Senior Software Engineer
Job Description
Responsibilities
- Lead the design, development, and operation of a next generation AI workload orchestration platform on Kubernetes, enabling scalable job scheduling, multi node distributed training, and artifact management across Inferentia and Trainium accelerators.
- Drive architectural decisions across the full stack—from service APIs and workflow orchestration to cluster level scheduling and resource optimization—targeting high availability and efficient hardware utilization.

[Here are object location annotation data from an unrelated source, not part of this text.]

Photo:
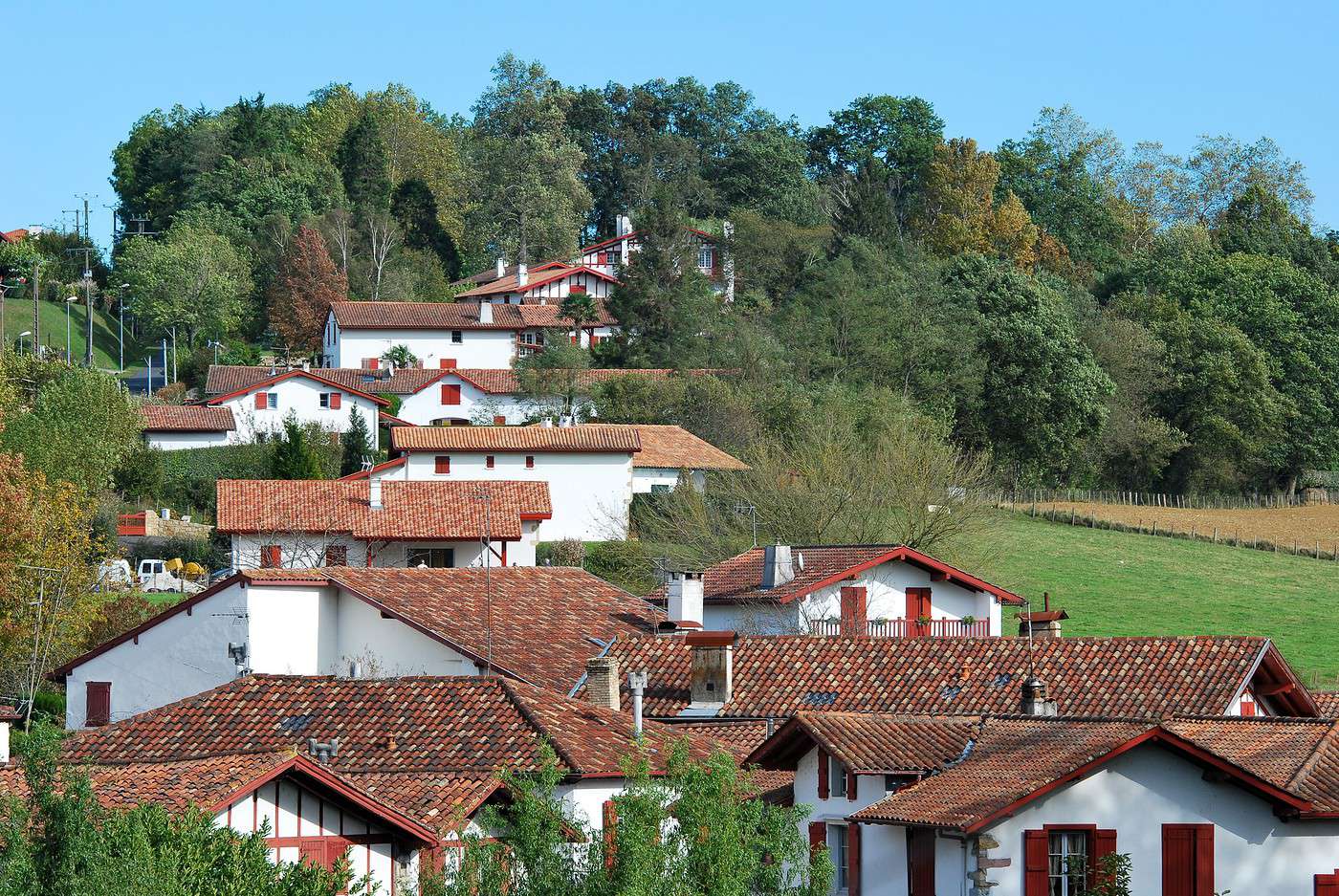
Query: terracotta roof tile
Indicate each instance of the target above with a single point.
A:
(776, 677)
(422, 509)
(187, 418)
(568, 605)
(516, 438)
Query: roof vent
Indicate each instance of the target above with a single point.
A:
(323, 752)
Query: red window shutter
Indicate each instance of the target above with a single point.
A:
(98, 704)
(853, 860)
(1035, 863)
(817, 836)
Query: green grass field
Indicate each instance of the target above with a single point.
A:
(17, 317)
(1114, 582)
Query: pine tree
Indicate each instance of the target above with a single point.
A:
(294, 457)
(300, 296)
(355, 444)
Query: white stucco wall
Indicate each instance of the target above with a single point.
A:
(177, 441)
(488, 348)
(589, 492)
(300, 397)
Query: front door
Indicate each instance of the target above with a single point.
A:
(917, 608)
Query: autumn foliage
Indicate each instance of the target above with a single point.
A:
(300, 297)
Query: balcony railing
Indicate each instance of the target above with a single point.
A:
(908, 628)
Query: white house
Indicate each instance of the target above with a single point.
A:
(370, 522)
(444, 335)
(169, 427)
(390, 773)
(545, 622)
(592, 469)
(1030, 805)
(257, 410)
(879, 591)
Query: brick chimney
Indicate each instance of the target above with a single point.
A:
(603, 682)
(683, 599)
(1034, 699)
(712, 669)
(854, 611)
(779, 567)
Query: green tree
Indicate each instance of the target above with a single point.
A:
(292, 455)
(695, 829)
(191, 279)
(531, 197)
(300, 296)
(355, 445)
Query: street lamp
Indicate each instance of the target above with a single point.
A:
(69, 301)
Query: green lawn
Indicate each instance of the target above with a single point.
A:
(1114, 582)
(17, 317)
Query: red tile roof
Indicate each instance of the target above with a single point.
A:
(516, 438)
(1011, 761)
(739, 579)
(776, 677)
(425, 748)
(535, 279)
(187, 418)
(568, 605)
(448, 511)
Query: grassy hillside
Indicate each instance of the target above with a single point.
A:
(17, 317)
(1114, 582)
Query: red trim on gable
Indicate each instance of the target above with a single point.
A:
(1167, 738)
(290, 374)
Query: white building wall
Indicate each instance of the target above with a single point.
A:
(589, 492)
(488, 348)
(177, 441)
(300, 397)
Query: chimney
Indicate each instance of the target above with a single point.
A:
(1034, 699)
(603, 682)
(712, 672)
(683, 594)
(777, 565)
(636, 685)
(854, 611)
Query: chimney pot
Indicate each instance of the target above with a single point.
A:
(685, 598)
(603, 682)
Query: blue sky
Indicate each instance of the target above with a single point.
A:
(79, 74)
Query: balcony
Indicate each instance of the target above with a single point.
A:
(908, 628)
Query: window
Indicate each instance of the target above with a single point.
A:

- Collaborate with ML researchers, SDK developers, and infrastructure engineers within Annapurna Labs and partner organizations to keep the platform aligned with current and upcoming AI accelerators.
- Mentor and technically guide a team of software engineers, setting standards for operational excellence, system design, and developer experience.
- Architect and implement scalable services spanning Kubernetes operators, workflow orchestration, and scheduling algorithms to maximize hardware utilization across a growing accelerator fleet.
- Work daily with ML researchers, SDK developers, and hardware engineers to translate silicon capabilities into platform features.
- Own the full lifecycle of systems from design and implementation through deployment, monitoring, and incident response.
- Improve developer velocity by refining CLI tools, APIs, and framework integrations to reduce friction between coding and running at scale.
- Participate in design reviews, code reviews, and operational readiness discussions with a small, high ownership team delivering quickly with immediate customer impact.
- Operate in a fast paced, startup like environment where priorities are driven by the next generation of AI hardware on the roadmap.
Requirements
- 5+ years of non internship professional software development experience
- 5+ years of programming in at least one software programming language
- 5+ years of leading design or architecture of new and existing systems, including design patterns, reliability, and scaling
- 5+ years of full software development life cycle experience, covering coding standards, code reviews, source control management, build processes, testing, and operations
- Experience as a mentor, tech lead, or leading an engineering team
Technologies
- Kubernetes
Benefits
- Health insurance including medical, dental, vision, prescription drugs, Basic Life & AD&D, with options for supplemental life plans, EAP, mental health support, medical advice line, flexible spending accounts, and adoption or surrogacy reimbursement
- 401(k) matching
- Paid time off
- Parental leave
- Sign-on payments and restricted stock units (RSUs)
A Day in the Life
- Architect and implement scalable services spanning Kubernetes operators, workflow orchestration, and scheduling algorithms to maximize hardware utilization across accelerators.
- Collaborate daily with ML researchers, SDK developers, and hardware engineers to translate silicon capabilities into platform features.
- Own the full lifecycle of your systems from design and implementation through deployment, monitoring, and incident response.
- Improve developer velocity by refining CLI tools, APIs, and framework integrations that reduce friction between writing code and running at scale.
- Participate in design and code reviews, and operational readiness discussions with a small, high ownership team delivering quickly with immediate customer impact.
- Work in a fast paced, startup like environment where priorities are driven by the next generation of AI hardware on the roadmap.
About the Team
Our team welcomes new members and blends a range of experience levels. We foster knowledge sharing and mentorship, with senior members providing one on one guidance and thoughtful code reviews. We prioritize career growth and strive to assign projects that help engineers deepen expertise and tackle increasingly complex tasks.
Diverse Experiences
We value diverse backgrounds. If you do not meet every qualification, we encourage you to apply. People early in their careers or with nontraditional paths are welcome to consider this opportunity.
About AWS
Amazon Web Services (AWS) is the broadest and most deeply integrated cloud platform, trusted by startups and Global 500 companies alike to power their businesses with a comprehensive suite of products and services.
Inclusive Team Culture
We foster a culture of learning and curiosity. Our employee led affinity groups promote inclusion, and ongoing events and learning experiences encourage you to embrace and celebrate differences.
Work / Life Balance
We value flexibility and aim to support work life harmony so success at work does not come at the expense of home life.
Mentorship & Career Growth
We continually raise the performance bar and provide mentorship and knowledge sharing to help you develop into a well rounded professional capable of taking on more advanced challenges.